Pain and hurt are interesting phenomenon to humans. Maybe one of the least understood realities of our existence. We identify things as good or bad based on this phenomenon. The complaint I seem to hear the most about God is how does a good divine being ‘allow’ pain? The answer of Christianity however says that he never ‘allowed’ it. He created it. And the purpose was for our good. Science has gone far enough to learn that pain is in-depth communication from our bodies telling us a great deal about what is good and what is bad. Whether it is physical, emotional, or spiritual, pain always seems to point us in the direction of one thing: life. It warns us of death. It’s the basis of Christianity’s claim that affliction is one of the most loving things God can give to us:

In this you greatly rejoice, even though now for a little while, if necessary, you have been distressed by various trials, so that the tested genuineness of your faith—more precious than gold that perishes though it is tested by fire—may be found to result in praise and glory and honor at the revelation of Jesus Christ. (1 Peter 1:6-7)

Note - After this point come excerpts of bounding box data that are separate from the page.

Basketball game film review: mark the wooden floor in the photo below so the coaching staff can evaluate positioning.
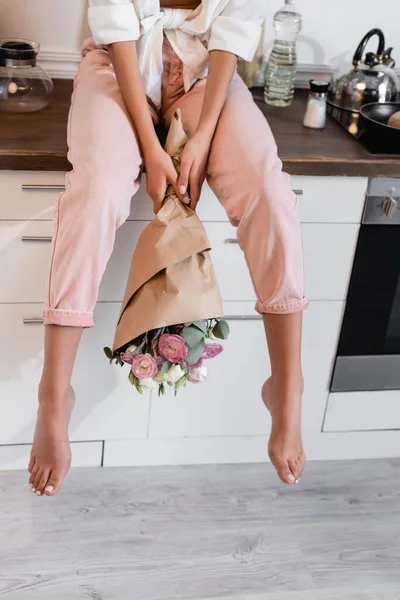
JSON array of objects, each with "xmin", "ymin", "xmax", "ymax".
[{"xmin": 0, "ymin": 460, "xmax": 400, "ymax": 600}]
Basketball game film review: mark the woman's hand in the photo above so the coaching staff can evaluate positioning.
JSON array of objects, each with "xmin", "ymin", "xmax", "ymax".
[
  {"xmin": 144, "ymin": 145, "xmax": 178, "ymax": 214},
  {"xmin": 178, "ymin": 132, "xmax": 211, "ymax": 210}
]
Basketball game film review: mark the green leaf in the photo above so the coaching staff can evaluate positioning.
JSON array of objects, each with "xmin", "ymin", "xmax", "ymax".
[
  {"xmin": 161, "ymin": 360, "xmax": 172, "ymax": 375},
  {"xmin": 175, "ymin": 375, "xmax": 186, "ymax": 391},
  {"xmin": 129, "ymin": 371, "xmax": 143, "ymax": 396},
  {"xmin": 192, "ymin": 320, "xmax": 207, "ymax": 333},
  {"xmin": 186, "ymin": 339, "xmax": 205, "ymax": 365},
  {"xmin": 213, "ymin": 319, "xmax": 230, "ymax": 340},
  {"xmin": 181, "ymin": 326, "xmax": 204, "ymax": 348}
]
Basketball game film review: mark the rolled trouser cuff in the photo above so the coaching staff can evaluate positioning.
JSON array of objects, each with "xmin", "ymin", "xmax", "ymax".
[
  {"xmin": 43, "ymin": 308, "xmax": 94, "ymax": 327},
  {"xmin": 255, "ymin": 298, "xmax": 309, "ymax": 315}
]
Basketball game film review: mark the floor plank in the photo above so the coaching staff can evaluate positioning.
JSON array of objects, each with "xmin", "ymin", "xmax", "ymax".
[{"xmin": 0, "ymin": 459, "xmax": 400, "ymax": 600}]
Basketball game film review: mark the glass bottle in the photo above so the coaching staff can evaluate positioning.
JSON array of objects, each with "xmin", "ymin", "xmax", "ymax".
[
  {"xmin": 0, "ymin": 39, "xmax": 53, "ymax": 113},
  {"xmin": 264, "ymin": 0, "xmax": 302, "ymax": 106}
]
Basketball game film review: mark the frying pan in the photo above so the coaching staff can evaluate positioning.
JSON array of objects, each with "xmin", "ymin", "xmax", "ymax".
[{"xmin": 360, "ymin": 102, "xmax": 400, "ymax": 154}]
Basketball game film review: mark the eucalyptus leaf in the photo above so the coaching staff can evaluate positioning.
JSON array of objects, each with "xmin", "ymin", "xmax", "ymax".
[
  {"xmin": 181, "ymin": 326, "xmax": 204, "ymax": 349},
  {"xmin": 186, "ymin": 339, "xmax": 205, "ymax": 365},
  {"xmin": 213, "ymin": 319, "xmax": 230, "ymax": 340},
  {"xmin": 175, "ymin": 375, "xmax": 186, "ymax": 390},
  {"xmin": 192, "ymin": 320, "xmax": 207, "ymax": 333},
  {"xmin": 161, "ymin": 360, "xmax": 172, "ymax": 375}
]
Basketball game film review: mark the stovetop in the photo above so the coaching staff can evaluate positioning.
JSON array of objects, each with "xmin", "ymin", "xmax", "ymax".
[{"xmin": 327, "ymin": 102, "xmax": 400, "ymax": 156}]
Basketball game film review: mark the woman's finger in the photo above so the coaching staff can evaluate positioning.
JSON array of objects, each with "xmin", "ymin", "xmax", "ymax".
[
  {"xmin": 178, "ymin": 159, "xmax": 192, "ymax": 204},
  {"xmin": 189, "ymin": 169, "xmax": 204, "ymax": 210}
]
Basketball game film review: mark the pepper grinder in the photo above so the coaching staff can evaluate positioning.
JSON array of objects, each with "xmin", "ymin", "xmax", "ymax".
[{"xmin": 303, "ymin": 79, "xmax": 329, "ymax": 129}]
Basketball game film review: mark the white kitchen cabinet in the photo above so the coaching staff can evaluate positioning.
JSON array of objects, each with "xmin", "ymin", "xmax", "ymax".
[
  {"xmin": 292, "ymin": 176, "xmax": 368, "ymax": 223},
  {"xmin": 149, "ymin": 302, "xmax": 344, "ymax": 438},
  {"xmin": 302, "ymin": 223, "xmax": 359, "ymax": 300},
  {"xmin": 0, "ymin": 171, "xmax": 65, "ymax": 220},
  {"xmin": 0, "ymin": 303, "xmax": 149, "ymax": 445},
  {"xmin": 0, "ymin": 221, "xmax": 358, "ymax": 302},
  {"xmin": 0, "ymin": 221, "xmax": 146, "ymax": 302},
  {"xmin": 0, "ymin": 171, "xmax": 368, "ymax": 223}
]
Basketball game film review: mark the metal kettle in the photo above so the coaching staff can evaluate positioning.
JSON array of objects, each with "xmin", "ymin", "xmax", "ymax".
[{"xmin": 328, "ymin": 29, "xmax": 400, "ymax": 112}]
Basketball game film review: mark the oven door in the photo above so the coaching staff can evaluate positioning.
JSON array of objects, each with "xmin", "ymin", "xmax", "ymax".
[{"xmin": 331, "ymin": 219, "xmax": 400, "ymax": 392}]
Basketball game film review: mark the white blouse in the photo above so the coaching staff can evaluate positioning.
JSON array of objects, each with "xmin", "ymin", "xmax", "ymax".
[{"xmin": 88, "ymin": 0, "xmax": 267, "ymax": 106}]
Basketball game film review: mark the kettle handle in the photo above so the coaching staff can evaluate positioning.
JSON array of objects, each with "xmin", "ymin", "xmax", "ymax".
[{"xmin": 353, "ymin": 29, "xmax": 385, "ymax": 67}]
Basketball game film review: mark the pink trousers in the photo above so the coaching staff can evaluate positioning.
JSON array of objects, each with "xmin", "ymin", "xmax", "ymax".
[{"xmin": 43, "ymin": 38, "xmax": 308, "ymax": 327}]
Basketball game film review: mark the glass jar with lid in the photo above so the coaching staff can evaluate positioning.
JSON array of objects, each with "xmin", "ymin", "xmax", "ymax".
[{"xmin": 0, "ymin": 39, "xmax": 53, "ymax": 113}]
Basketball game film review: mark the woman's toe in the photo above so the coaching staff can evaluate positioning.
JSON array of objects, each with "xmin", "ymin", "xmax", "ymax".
[
  {"xmin": 44, "ymin": 474, "xmax": 62, "ymax": 496},
  {"xmin": 288, "ymin": 459, "xmax": 300, "ymax": 483},
  {"xmin": 36, "ymin": 469, "xmax": 50, "ymax": 496},
  {"xmin": 29, "ymin": 465, "xmax": 39, "ymax": 488},
  {"xmin": 28, "ymin": 454, "xmax": 36, "ymax": 473}
]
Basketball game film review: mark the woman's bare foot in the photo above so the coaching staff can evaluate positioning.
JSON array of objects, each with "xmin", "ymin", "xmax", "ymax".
[
  {"xmin": 262, "ymin": 377, "xmax": 306, "ymax": 484},
  {"xmin": 28, "ymin": 387, "xmax": 75, "ymax": 496}
]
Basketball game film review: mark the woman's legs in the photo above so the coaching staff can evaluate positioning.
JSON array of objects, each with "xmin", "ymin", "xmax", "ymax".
[
  {"xmin": 29, "ymin": 50, "xmax": 145, "ymax": 495},
  {"xmin": 166, "ymin": 76, "xmax": 307, "ymax": 483}
]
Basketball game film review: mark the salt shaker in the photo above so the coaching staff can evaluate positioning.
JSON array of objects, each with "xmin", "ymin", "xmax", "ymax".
[{"xmin": 303, "ymin": 79, "xmax": 329, "ymax": 129}]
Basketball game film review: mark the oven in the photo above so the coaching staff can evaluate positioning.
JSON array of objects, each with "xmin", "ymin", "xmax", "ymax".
[{"xmin": 331, "ymin": 179, "xmax": 400, "ymax": 392}]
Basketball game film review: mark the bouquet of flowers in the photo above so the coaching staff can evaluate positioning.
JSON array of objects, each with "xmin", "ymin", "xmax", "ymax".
[
  {"xmin": 104, "ymin": 111, "xmax": 229, "ymax": 395},
  {"xmin": 104, "ymin": 319, "xmax": 229, "ymax": 396}
]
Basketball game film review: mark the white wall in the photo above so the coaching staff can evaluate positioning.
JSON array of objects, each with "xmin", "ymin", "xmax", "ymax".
[{"xmin": 0, "ymin": 0, "xmax": 400, "ymax": 76}]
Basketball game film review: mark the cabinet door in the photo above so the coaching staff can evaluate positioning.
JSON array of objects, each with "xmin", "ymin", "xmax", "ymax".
[
  {"xmin": 0, "ymin": 303, "xmax": 149, "ymax": 444},
  {"xmin": 149, "ymin": 319, "xmax": 270, "ymax": 438},
  {"xmin": 149, "ymin": 302, "xmax": 344, "ymax": 438},
  {"xmin": 292, "ymin": 176, "xmax": 368, "ymax": 223}
]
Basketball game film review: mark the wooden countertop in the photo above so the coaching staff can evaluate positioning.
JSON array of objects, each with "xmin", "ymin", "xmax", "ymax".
[{"xmin": 0, "ymin": 80, "xmax": 400, "ymax": 177}]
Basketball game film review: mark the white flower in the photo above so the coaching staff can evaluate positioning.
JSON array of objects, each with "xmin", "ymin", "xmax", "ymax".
[
  {"xmin": 164, "ymin": 365, "xmax": 185, "ymax": 385},
  {"xmin": 188, "ymin": 365, "xmax": 207, "ymax": 383},
  {"xmin": 139, "ymin": 377, "xmax": 157, "ymax": 390},
  {"xmin": 125, "ymin": 344, "xmax": 137, "ymax": 354}
]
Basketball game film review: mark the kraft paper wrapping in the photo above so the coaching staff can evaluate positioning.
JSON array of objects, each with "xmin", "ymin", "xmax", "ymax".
[{"xmin": 113, "ymin": 111, "xmax": 223, "ymax": 351}]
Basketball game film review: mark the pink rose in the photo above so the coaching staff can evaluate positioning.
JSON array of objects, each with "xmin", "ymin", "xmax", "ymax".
[
  {"xmin": 201, "ymin": 342, "xmax": 224, "ymax": 358},
  {"xmin": 187, "ymin": 365, "xmax": 207, "ymax": 383},
  {"xmin": 132, "ymin": 354, "xmax": 158, "ymax": 379},
  {"xmin": 158, "ymin": 333, "xmax": 188, "ymax": 363}
]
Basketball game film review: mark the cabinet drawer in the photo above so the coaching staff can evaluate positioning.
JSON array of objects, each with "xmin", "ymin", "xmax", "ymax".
[
  {"xmin": 0, "ymin": 221, "xmax": 146, "ymax": 302},
  {"xmin": 292, "ymin": 177, "xmax": 368, "ymax": 223},
  {"xmin": 0, "ymin": 303, "xmax": 149, "ymax": 445},
  {"xmin": 0, "ymin": 171, "xmax": 65, "ymax": 220},
  {"xmin": 0, "ymin": 221, "xmax": 358, "ymax": 302}
]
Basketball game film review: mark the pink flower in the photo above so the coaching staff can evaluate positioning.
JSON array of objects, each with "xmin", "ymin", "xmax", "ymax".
[
  {"xmin": 187, "ymin": 365, "xmax": 207, "ymax": 383},
  {"xmin": 158, "ymin": 333, "xmax": 188, "ymax": 363},
  {"xmin": 132, "ymin": 354, "xmax": 158, "ymax": 379},
  {"xmin": 120, "ymin": 352, "xmax": 133, "ymax": 365},
  {"xmin": 201, "ymin": 342, "xmax": 224, "ymax": 358}
]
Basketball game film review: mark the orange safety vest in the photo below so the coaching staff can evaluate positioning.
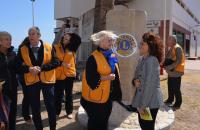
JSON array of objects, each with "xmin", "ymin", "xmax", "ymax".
[
  {"xmin": 82, "ymin": 50, "xmax": 118, "ymax": 103},
  {"xmin": 21, "ymin": 43, "xmax": 56, "ymax": 86},
  {"xmin": 55, "ymin": 43, "xmax": 76, "ymax": 80},
  {"xmin": 172, "ymin": 44, "xmax": 185, "ymax": 73}
]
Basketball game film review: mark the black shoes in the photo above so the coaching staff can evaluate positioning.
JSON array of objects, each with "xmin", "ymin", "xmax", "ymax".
[{"xmin": 164, "ymin": 100, "xmax": 180, "ymax": 111}]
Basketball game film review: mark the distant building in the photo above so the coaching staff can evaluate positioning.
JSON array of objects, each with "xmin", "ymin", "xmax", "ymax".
[{"xmin": 54, "ymin": 0, "xmax": 200, "ymax": 61}]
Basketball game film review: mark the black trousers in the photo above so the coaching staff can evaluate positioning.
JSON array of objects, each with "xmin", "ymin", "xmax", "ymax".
[
  {"xmin": 167, "ymin": 77, "xmax": 182, "ymax": 107},
  {"xmin": 55, "ymin": 77, "xmax": 74, "ymax": 115},
  {"xmin": 27, "ymin": 83, "xmax": 56, "ymax": 130},
  {"xmin": 138, "ymin": 108, "xmax": 158, "ymax": 130},
  {"xmin": 9, "ymin": 88, "xmax": 17, "ymax": 130},
  {"xmin": 81, "ymin": 98, "xmax": 112, "ymax": 130},
  {"xmin": 18, "ymin": 75, "xmax": 31, "ymax": 119}
]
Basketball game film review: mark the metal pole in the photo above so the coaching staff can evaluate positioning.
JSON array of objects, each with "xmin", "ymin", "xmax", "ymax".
[
  {"xmin": 163, "ymin": 0, "xmax": 166, "ymax": 56},
  {"xmin": 195, "ymin": 34, "xmax": 198, "ymax": 57},
  {"xmin": 31, "ymin": 0, "xmax": 34, "ymax": 26}
]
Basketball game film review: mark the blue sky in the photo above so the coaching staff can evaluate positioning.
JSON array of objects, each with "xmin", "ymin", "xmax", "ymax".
[{"xmin": 0, "ymin": 0, "xmax": 56, "ymax": 47}]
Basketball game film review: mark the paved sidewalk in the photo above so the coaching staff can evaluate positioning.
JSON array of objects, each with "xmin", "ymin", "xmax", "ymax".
[{"xmin": 17, "ymin": 60, "xmax": 200, "ymax": 130}]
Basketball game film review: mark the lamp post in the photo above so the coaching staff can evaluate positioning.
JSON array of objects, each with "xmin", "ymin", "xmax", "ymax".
[
  {"xmin": 31, "ymin": 0, "xmax": 35, "ymax": 26},
  {"xmin": 191, "ymin": 24, "xmax": 200, "ymax": 57}
]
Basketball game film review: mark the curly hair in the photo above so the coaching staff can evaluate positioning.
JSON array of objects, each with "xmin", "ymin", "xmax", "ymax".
[
  {"xmin": 142, "ymin": 32, "xmax": 164, "ymax": 63},
  {"xmin": 60, "ymin": 33, "xmax": 81, "ymax": 52}
]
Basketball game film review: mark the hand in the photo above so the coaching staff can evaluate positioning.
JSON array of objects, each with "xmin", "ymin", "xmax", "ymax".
[
  {"xmin": 62, "ymin": 62, "xmax": 72, "ymax": 69},
  {"xmin": 61, "ymin": 24, "xmax": 66, "ymax": 30},
  {"xmin": 101, "ymin": 74, "xmax": 115, "ymax": 81},
  {"xmin": 134, "ymin": 79, "xmax": 141, "ymax": 88},
  {"xmin": 138, "ymin": 108, "xmax": 148, "ymax": 115},
  {"xmin": 0, "ymin": 122, "xmax": 6, "ymax": 130},
  {"xmin": 29, "ymin": 66, "xmax": 41, "ymax": 75},
  {"xmin": 108, "ymin": 74, "xmax": 115, "ymax": 80}
]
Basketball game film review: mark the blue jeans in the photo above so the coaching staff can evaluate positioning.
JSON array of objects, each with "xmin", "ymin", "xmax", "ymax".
[{"xmin": 27, "ymin": 83, "xmax": 56, "ymax": 130}]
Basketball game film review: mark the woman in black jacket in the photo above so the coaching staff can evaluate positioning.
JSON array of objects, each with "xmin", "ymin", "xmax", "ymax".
[{"xmin": 0, "ymin": 32, "xmax": 18, "ymax": 130}]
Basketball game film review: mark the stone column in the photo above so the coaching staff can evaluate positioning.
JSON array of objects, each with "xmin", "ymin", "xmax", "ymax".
[
  {"xmin": 106, "ymin": 5, "xmax": 147, "ymax": 128},
  {"xmin": 106, "ymin": 6, "xmax": 147, "ymax": 104}
]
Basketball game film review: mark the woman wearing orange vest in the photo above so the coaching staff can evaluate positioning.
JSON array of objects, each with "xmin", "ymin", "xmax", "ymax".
[
  {"xmin": 81, "ymin": 31, "xmax": 122, "ymax": 130},
  {"xmin": 164, "ymin": 35, "xmax": 185, "ymax": 110},
  {"xmin": 54, "ymin": 29, "xmax": 81, "ymax": 119},
  {"xmin": 18, "ymin": 27, "xmax": 59, "ymax": 130}
]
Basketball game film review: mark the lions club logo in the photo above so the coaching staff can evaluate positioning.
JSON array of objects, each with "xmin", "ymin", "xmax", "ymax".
[{"xmin": 113, "ymin": 34, "xmax": 137, "ymax": 57}]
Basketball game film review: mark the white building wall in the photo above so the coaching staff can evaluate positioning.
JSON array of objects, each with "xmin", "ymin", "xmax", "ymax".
[
  {"xmin": 54, "ymin": 0, "xmax": 95, "ymax": 19},
  {"xmin": 172, "ymin": 0, "xmax": 200, "ymax": 57},
  {"xmin": 129, "ymin": 0, "xmax": 172, "ymax": 20}
]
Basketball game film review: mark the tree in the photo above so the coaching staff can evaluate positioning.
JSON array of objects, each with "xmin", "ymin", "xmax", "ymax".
[{"xmin": 93, "ymin": 0, "xmax": 114, "ymax": 33}]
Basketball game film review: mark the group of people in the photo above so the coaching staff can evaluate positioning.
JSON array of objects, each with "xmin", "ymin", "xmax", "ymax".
[
  {"xmin": 0, "ymin": 26, "xmax": 184, "ymax": 130},
  {"xmin": 0, "ymin": 25, "xmax": 81, "ymax": 130}
]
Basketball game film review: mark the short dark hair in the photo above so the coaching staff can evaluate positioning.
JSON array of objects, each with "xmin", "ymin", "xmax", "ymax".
[
  {"xmin": 28, "ymin": 26, "xmax": 41, "ymax": 36},
  {"xmin": 142, "ymin": 32, "xmax": 164, "ymax": 63}
]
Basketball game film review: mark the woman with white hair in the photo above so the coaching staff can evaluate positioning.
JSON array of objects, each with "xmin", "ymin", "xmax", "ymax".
[{"xmin": 81, "ymin": 31, "xmax": 122, "ymax": 130}]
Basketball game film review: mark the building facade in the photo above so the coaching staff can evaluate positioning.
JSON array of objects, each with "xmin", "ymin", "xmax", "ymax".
[{"xmin": 54, "ymin": 0, "xmax": 200, "ymax": 61}]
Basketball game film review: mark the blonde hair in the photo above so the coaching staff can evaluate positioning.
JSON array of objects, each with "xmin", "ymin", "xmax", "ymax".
[
  {"xmin": 0, "ymin": 31, "xmax": 12, "ymax": 41},
  {"xmin": 28, "ymin": 26, "xmax": 41, "ymax": 36},
  {"xmin": 90, "ymin": 30, "xmax": 117, "ymax": 45}
]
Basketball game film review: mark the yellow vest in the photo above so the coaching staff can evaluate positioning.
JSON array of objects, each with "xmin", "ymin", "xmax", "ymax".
[
  {"xmin": 21, "ymin": 44, "xmax": 56, "ymax": 86},
  {"xmin": 82, "ymin": 50, "xmax": 118, "ymax": 103},
  {"xmin": 55, "ymin": 43, "xmax": 76, "ymax": 80},
  {"xmin": 172, "ymin": 44, "xmax": 185, "ymax": 73}
]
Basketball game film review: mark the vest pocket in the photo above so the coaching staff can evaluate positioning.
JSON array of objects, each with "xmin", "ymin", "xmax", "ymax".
[
  {"xmin": 24, "ymin": 73, "xmax": 38, "ymax": 85},
  {"xmin": 88, "ymin": 88, "xmax": 104, "ymax": 103},
  {"xmin": 40, "ymin": 70, "xmax": 55, "ymax": 83}
]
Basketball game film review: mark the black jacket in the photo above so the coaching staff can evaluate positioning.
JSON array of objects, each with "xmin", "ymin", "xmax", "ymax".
[{"xmin": 0, "ymin": 47, "xmax": 18, "ymax": 98}]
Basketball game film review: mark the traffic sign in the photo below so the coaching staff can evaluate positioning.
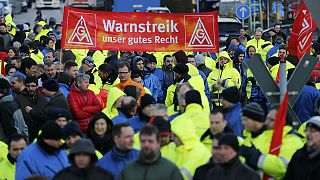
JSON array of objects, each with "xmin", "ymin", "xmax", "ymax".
[{"xmin": 236, "ymin": 5, "xmax": 250, "ymax": 20}]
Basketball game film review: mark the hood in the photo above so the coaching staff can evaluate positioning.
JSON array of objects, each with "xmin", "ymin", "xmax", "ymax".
[
  {"xmin": 103, "ymin": 87, "xmax": 126, "ymax": 119},
  {"xmin": 0, "ymin": 95, "xmax": 13, "ymax": 103},
  {"xmin": 186, "ymin": 63, "xmax": 199, "ymax": 77},
  {"xmin": 216, "ymin": 51, "xmax": 233, "ymax": 68},
  {"xmin": 234, "ymin": 48, "xmax": 246, "ymax": 63},
  {"xmin": 171, "ymin": 119, "xmax": 199, "ymax": 150}
]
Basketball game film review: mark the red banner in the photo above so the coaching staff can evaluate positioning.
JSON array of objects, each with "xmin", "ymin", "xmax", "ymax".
[
  {"xmin": 287, "ymin": 2, "xmax": 317, "ymax": 60},
  {"xmin": 61, "ymin": 6, "xmax": 219, "ymax": 52}
]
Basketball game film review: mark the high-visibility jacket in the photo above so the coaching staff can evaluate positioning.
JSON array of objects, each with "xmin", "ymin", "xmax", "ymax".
[
  {"xmin": 243, "ymin": 126, "xmax": 304, "ymax": 179},
  {"xmin": 171, "ymin": 116, "xmax": 211, "ymax": 179},
  {"xmin": 0, "ymin": 159, "xmax": 16, "ymax": 180},
  {"xmin": 207, "ymin": 51, "xmax": 241, "ymax": 106}
]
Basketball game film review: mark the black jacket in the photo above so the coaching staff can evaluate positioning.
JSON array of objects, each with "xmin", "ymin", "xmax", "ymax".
[
  {"xmin": 0, "ymin": 95, "xmax": 29, "ymax": 142},
  {"xmin": 284, "ymin": 146, "xmax": 320, "ymax": 180},
  {"xmin": 53, "ymin": 166, "xmax": 113, "ymax": 180},
  {"xmin": 206, "ymin": 156, "xmax": 260, "ymax": 180},
  {"xmin": 30, "ymin": 91, "xmax": 70, "ymax": 124},
  {"xmin": 198, "ymin": 64, "xmax": 212, "ymax": 77},
  {"xmin": 14, "ymin": 89, "xmax": 47, "ymax": 142}
]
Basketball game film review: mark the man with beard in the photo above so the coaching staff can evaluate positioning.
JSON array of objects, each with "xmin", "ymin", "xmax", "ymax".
[
  {"xmin": 111, "ymin": 96, "xmax": 138, "ymax": 124},
  {"xmin": 128, "ymin": 94, "xmax": 156, "ymax": 133},
  {"xmin": 162, "ymin": 55, "xmax": 174, "ymax": 99},
  {"xmin": 119, "ymin": 125, "xmax": 183, "ymax": 180},
  {"xmin": 14, "ymin": 76, "xmax": 47, "ymax": 142}
]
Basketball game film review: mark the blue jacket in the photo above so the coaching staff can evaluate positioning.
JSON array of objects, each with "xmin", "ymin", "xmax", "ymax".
[
  {"xmin": 143, "ymin": 72, "xmax": 163, "ymax": 101},
  {"xmin": 128, "ymin": 115, "xmax": 147, "ymax": 133},
  {"xmin": 15, "ymin": 142, "xmax": 69, "ymax": 180},
  {"xmin": 293, "ymin": 85, "xmax": 320, "ymax": 123},
  {"xmin": 223, "ymin": 102, "xmax": 243, "ymax": 136},
  {"xmin": 266, "ymin": 44, "xmax": 280, "ymax": 60},
  {"xmin": 111, "ymin": 110, "xmax": 129, "ymax": 125},
  {"xmin": 97, "ymin": 146, "xmax": 139, "ymax": 179},
  {"xmin": 59, "ymin": 83, "xmax": 70, "ymax": 97}
]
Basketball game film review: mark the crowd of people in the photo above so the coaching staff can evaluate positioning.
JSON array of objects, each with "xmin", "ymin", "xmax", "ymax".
[{"xmin": 0, "ymin": 9, "xmax": 320, "ymax": 180}]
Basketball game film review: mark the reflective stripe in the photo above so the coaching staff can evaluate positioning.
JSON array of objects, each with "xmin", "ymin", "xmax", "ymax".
[
  {"xmin": 180, "ymin": 167, "xmax": 192, "ymax": 180},
  {"xmin": 257, "ymin": 154, "xmax": 267, "ymax": 169},
  {"xmin": 279, "ymin": 156, "xmax": 289, "ymax": 168}
]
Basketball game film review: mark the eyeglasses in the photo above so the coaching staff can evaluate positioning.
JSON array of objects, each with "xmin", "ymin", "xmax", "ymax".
[{"xmin": 26, "ymin": 85, "xmax": 37, "ymax": 87}]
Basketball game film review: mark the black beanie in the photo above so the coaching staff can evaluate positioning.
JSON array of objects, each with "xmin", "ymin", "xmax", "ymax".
[
  {"xmin": 219, "ymin": 133, "xmax": 239, "ymax": 152},
  {"xmin": 63, "ymin": 122, "xmax": 83, "ymax": 138},
  {"xmin": 173, "ymin": 63, "xmax": 189, "ymax": 74},
  {"xmin": 267, "ymin": 56, "xmax": 280, "ymax": 66},
  {"xmin": 41, "ymin": 121, "xmax": 63, "ymax": 140},
  {"xmin": 185, "ymin": 90, "xmax": 202, "ymax": 106},
  {"xmin": 242, "ymin": 102, "xmax": 266, "ymax": 123},
  {"xmin": 221, "ymin": 86, "xmax": 240, "ymax": 104},
  {"xmin": 42, "ymin": 79, "xmax": 59, "ymax": 92},
  {"xmin": 140, "ymin": 94, "xmax": 156, "ymax": 110}
]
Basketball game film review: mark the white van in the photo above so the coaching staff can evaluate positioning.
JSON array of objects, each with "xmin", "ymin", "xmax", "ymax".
[{"xmin": 36, "ymin": 0, "xmax": 60, "ymax": 9}]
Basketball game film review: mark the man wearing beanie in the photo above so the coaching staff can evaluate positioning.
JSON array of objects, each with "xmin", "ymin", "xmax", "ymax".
[
  {"xmin": 0, "ymin": 78, "xmax": 29, "ymax": 142},
  {"xmin": 206, "ymin": 133, "xmax": 260, "ymax": 180},
  {"xmin": 172, "ymin": 90, "xmax": 210, "ymax": 139},
  {"xmin": 221, "ymin": 86, "xmax": 243, "ymax": 136},
  {"xmin": 62, "ymin": 122, "xmax": 103, "ymax": 159},
  {"xmin": 15, "ymin": 122, "xmax": 69, "ymax": 180},
  {"xmin": 128, "ymin": 94, "xmax": 156, "ymax": 133},
  {"xmin": 53, "ymin": 138, "xmax": 113, "ymax": 180},
  {"xmin": 25, "ymin": 79, "xmax": 70, "ymax": 123},
  {"xmin": 239, "ymin": 103, "xmax": 303, "ymax": 179}
]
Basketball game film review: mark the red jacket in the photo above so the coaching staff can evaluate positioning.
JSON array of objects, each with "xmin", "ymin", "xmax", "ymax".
[{"xmin": 67, "ymin": 84, "xmax": 102, "ymax": 133}]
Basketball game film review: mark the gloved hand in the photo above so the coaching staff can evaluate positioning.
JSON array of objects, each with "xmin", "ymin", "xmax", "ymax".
[{"xmin": 239, "ymin": 145, "xmax": 262, "ymax": 170}]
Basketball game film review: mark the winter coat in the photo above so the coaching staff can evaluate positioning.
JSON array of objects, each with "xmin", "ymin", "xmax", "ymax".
[
  {"xmin": 118, "ymin": 155, "xmax": 183, "ymax": 180},
  {"xmin": 111, "ymin": 110, "xmax": 129, "ymax": 125},
  {"xmin": 284, "ymin": 145, "xmax": 320, "ymax": 180},
  {"xmin": 30, "ymin": 91, "xmax": 70, "ymax": 122},
  {"xmin": 243, "ymin": 126, "xmax": 303, "ymax": 179},
  {"xmin": 208, "ymin": 51, "xmax": 241, "ymax": 106},
  {"xmin": 172, "ymin": 103, "xmax": 210, "ymax": 139},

I encountered a lot of Christians around the world living out this paradox. They were suffering and yet rejoicing. People suffering who were not Christians never rejoiced. Of course, while Christianity captures all of our pains, sufferings, and sins and weaves them into good, they are not things we try to think about or seek out. Nor do I believe that God would have us do so, although from my studies into Church history many Christians of ancient times seemed to do just that. Only God knows how and where we need pain. The benefit of him being our Father is that if he wants to challenge and refine us, he wants to heal us and bless us even more. According the New Testament, the Christian life is positioned permanently in a place of healing and blessing while at the same time embracing any ‘crosses’ that may come its way. It was also written that the Christian life was only realized by faith. Faith, of course, is not always easy to find.